Recovery in the hospital

  • Before your child can go home, the transplant team will continue to provide care in the hospital for about one week, though sometimes a longer hospital stay is needed.
  • While in the hospital, your child may have blood tests to check on their new kidney, and given medicines to help with pain.
  • The nurse will help your child walk everyday (including the day of the surgery), and coach your child through deep breathing exercises needed for healing.
  • Some children may need to go on dialysis briefly after the transplant before their new kidney starts working fully. This doesn’t mean the kidney is a bad one; it just needs a bit more time to start working. This is more likely to happen if your child got a kidney from a deceased donor.
  • Before your child leaves the hospital, transplant team members will talk with you, your child, and family members about caring for your child, and the importance of properly taking their medicines to keep their new kidney healthy.

Adjusting at home

  • Your child will need to limit physical activities until the surgery area is fully healed.
  • Your child should not participate in sports or rough play until the doctor tells you it is safe.
  • Keep your child’s surgery spot clean and dry to prevent infection.
  • Do not allow you child to be near people who are sick.
  • Pets can carry germs, talk to your child’s doctor about when it is safe for them to play with pets.
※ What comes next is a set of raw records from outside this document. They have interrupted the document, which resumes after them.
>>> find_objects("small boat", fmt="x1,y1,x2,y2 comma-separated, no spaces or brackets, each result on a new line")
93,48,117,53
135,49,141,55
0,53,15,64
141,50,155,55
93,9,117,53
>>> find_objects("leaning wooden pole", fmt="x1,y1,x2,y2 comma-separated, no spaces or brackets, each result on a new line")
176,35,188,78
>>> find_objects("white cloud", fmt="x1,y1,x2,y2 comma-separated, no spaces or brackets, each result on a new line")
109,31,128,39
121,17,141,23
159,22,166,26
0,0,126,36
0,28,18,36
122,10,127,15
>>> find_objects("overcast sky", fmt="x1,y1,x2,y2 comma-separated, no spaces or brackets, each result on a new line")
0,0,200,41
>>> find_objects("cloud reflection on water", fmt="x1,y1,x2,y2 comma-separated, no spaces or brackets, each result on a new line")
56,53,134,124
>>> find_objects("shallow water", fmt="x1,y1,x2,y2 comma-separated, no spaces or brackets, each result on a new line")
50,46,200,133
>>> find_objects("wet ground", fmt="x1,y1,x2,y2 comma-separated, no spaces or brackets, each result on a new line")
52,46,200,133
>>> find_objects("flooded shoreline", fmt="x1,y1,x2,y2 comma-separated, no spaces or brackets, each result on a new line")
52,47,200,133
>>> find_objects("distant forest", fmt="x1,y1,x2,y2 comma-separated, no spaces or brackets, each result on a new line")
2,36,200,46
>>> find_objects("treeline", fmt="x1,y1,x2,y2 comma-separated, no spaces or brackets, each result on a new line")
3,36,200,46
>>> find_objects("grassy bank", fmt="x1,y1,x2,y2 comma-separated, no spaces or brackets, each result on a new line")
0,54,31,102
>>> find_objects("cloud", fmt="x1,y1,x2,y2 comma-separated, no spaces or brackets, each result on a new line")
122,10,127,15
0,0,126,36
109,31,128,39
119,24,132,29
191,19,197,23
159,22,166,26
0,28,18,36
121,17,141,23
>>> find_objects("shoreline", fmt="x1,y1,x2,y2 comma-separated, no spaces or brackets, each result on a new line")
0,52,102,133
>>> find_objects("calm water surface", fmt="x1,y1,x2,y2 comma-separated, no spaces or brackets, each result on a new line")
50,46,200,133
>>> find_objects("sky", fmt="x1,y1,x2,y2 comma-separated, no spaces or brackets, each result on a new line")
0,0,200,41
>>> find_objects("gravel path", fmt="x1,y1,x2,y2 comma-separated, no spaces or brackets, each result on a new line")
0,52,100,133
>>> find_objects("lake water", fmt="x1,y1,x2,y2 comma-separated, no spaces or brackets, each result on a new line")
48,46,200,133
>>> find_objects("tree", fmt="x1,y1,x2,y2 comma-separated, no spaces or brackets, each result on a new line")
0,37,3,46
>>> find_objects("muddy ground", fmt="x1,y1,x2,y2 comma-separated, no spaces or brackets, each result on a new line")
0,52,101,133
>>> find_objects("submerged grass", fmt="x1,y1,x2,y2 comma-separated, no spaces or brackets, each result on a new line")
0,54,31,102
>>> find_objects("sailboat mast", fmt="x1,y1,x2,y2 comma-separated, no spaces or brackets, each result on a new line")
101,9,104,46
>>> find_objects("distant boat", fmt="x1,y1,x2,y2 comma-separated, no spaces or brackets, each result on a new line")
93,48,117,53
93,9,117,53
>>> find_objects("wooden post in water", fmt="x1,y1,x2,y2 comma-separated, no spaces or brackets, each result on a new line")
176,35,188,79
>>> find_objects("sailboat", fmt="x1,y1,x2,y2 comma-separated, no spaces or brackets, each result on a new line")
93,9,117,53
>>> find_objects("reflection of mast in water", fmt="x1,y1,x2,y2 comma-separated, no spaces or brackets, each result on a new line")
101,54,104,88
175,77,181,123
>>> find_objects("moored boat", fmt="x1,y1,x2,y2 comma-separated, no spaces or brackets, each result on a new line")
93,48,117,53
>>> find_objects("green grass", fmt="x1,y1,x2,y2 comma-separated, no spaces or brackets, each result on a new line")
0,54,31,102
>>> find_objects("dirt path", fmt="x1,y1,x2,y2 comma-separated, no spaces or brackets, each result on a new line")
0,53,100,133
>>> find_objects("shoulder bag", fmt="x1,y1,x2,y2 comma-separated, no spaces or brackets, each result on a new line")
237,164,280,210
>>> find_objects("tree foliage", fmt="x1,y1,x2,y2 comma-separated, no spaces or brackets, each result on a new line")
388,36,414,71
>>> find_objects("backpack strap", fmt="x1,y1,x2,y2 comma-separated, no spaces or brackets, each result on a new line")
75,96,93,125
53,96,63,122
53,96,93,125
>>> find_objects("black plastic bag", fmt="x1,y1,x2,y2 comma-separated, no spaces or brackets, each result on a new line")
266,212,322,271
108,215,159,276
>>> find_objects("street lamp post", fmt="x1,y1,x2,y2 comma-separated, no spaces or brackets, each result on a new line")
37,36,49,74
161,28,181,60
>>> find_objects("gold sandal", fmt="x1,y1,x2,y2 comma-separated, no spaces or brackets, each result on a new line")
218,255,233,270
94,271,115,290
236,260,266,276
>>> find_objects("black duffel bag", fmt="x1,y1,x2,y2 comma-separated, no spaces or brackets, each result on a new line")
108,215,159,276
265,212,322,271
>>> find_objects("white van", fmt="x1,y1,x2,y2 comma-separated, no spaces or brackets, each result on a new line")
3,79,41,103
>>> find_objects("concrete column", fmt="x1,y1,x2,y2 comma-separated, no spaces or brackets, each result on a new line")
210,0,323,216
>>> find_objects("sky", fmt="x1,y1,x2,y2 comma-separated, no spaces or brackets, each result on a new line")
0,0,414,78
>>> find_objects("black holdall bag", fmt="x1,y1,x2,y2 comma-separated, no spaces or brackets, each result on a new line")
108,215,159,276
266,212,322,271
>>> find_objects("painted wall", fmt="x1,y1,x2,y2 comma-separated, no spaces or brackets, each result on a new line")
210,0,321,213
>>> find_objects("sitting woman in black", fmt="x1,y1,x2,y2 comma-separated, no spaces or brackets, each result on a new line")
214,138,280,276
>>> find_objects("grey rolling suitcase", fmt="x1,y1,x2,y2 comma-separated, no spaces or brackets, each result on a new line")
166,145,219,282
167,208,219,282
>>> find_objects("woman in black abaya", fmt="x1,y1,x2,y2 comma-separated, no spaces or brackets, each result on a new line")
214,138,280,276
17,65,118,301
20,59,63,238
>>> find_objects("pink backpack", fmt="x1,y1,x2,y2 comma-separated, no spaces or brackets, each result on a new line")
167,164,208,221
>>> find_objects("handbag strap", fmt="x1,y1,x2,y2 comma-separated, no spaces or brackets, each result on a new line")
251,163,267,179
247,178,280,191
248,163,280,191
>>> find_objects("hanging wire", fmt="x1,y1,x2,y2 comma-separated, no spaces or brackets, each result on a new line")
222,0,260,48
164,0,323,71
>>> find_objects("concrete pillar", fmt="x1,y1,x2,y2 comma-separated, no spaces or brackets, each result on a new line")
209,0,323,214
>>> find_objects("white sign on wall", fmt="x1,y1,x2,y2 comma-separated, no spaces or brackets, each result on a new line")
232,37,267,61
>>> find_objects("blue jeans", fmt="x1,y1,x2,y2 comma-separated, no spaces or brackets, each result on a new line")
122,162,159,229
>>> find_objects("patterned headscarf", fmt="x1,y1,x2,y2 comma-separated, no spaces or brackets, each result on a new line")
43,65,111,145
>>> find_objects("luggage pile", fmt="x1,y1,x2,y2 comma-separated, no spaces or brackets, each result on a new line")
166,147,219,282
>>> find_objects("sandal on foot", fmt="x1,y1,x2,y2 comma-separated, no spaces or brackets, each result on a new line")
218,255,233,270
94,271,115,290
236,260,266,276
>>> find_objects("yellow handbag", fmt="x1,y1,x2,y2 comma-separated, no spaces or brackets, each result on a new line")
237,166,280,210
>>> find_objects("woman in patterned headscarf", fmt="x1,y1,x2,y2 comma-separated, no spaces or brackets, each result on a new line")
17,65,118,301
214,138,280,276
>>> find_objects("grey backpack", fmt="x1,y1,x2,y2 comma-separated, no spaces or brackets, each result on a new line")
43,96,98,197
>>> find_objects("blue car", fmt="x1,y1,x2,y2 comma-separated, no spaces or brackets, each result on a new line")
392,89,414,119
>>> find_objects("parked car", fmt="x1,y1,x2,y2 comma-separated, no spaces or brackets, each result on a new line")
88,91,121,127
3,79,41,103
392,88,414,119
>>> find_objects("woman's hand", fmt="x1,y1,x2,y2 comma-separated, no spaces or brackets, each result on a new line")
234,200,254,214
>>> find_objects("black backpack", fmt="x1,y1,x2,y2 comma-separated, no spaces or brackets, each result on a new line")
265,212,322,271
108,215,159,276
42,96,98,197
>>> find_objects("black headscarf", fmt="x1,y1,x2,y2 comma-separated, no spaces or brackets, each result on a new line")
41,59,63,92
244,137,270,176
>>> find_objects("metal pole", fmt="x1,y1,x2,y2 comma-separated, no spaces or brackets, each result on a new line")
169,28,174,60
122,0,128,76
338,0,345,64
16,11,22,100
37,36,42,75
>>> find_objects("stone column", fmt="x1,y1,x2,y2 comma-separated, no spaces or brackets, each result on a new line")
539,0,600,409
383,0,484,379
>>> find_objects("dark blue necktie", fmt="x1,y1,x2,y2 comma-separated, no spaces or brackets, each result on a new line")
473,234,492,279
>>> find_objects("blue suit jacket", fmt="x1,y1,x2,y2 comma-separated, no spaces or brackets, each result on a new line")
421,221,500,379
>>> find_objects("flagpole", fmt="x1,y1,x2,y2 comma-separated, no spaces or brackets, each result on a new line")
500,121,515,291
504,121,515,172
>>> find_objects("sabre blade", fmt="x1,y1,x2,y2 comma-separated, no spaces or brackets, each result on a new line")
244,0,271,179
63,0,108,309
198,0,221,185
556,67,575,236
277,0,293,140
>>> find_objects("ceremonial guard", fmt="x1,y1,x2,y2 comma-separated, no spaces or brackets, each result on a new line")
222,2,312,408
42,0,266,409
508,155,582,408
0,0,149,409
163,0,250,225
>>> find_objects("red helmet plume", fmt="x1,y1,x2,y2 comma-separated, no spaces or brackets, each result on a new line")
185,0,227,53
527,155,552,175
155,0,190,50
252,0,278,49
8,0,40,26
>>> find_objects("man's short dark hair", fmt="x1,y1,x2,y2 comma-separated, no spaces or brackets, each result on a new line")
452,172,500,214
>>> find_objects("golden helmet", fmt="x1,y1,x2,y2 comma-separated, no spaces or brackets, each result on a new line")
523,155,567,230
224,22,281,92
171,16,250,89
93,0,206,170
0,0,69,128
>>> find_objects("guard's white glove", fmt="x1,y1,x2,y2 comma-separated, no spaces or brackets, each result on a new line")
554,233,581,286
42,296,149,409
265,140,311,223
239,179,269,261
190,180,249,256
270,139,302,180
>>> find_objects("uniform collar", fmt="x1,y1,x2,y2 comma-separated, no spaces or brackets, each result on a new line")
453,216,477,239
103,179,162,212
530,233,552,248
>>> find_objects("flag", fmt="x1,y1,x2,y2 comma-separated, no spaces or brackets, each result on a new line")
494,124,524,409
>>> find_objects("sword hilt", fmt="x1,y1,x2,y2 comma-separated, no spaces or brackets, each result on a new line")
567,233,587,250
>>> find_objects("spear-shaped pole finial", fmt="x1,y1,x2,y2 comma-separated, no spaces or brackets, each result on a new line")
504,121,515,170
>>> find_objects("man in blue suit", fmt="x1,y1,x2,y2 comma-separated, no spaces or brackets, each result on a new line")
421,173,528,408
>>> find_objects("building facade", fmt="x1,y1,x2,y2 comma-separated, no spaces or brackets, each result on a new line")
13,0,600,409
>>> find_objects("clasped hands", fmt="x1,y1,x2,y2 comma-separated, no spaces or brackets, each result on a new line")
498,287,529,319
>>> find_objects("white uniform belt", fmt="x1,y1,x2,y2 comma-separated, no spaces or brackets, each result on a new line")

Medicines to keep the new kidney healthy

There are medicines that your child will need to take every day for as long as they have their new kidney. The medicines are called immunosuppressants, or also known as anti-rejection medicines. Your child’s immune system, which protects the body from germs and harmful cells, may not recognize the cells from the donated kidney right away, then begin to attack the new kidney as if it were any other disease or germ. To help prevent your child’s kidney from being rejected, immunosuppressant medicines must be taken to slow down the immune system so it is less likely to reject the new kidney. To learn more about immunosuppressants, click here.

Warning signs of rejection

It is always possible that your child’s body will try to reject the new kidney. If this begins to happen, it is extremely important to call the doctor right away.

If your child shows any of these signs below, you must call the transplant team right away!

  • Fast heartbeat
  • Sudden weight gain
  • Swelling of the child’s body
  • Urinating very little
  • Pain or tenderness at the surgery wound
  • Fever
  • Symptoms similar to the flu – chills , nausea, headaches, body aches and pain

Your child may be given other medicines to help prevent infections and medicines for upset stomach. It is important that you do not give your child any other medicines, including over the counter medicines, unless you get permission from the transplant team first.

If you have trouble paying for these important medicines, contact your social worker or the transplant team to refer you to agencies that can help.

Lifestyle changes

Now that your child has received a kidney transplant, you and your family will need to make lifestyle changes to make sure your child stays healthy. You will probably notice over time that your child is feeling better, has more energy, is eating better, and is even starting to grow more quickly.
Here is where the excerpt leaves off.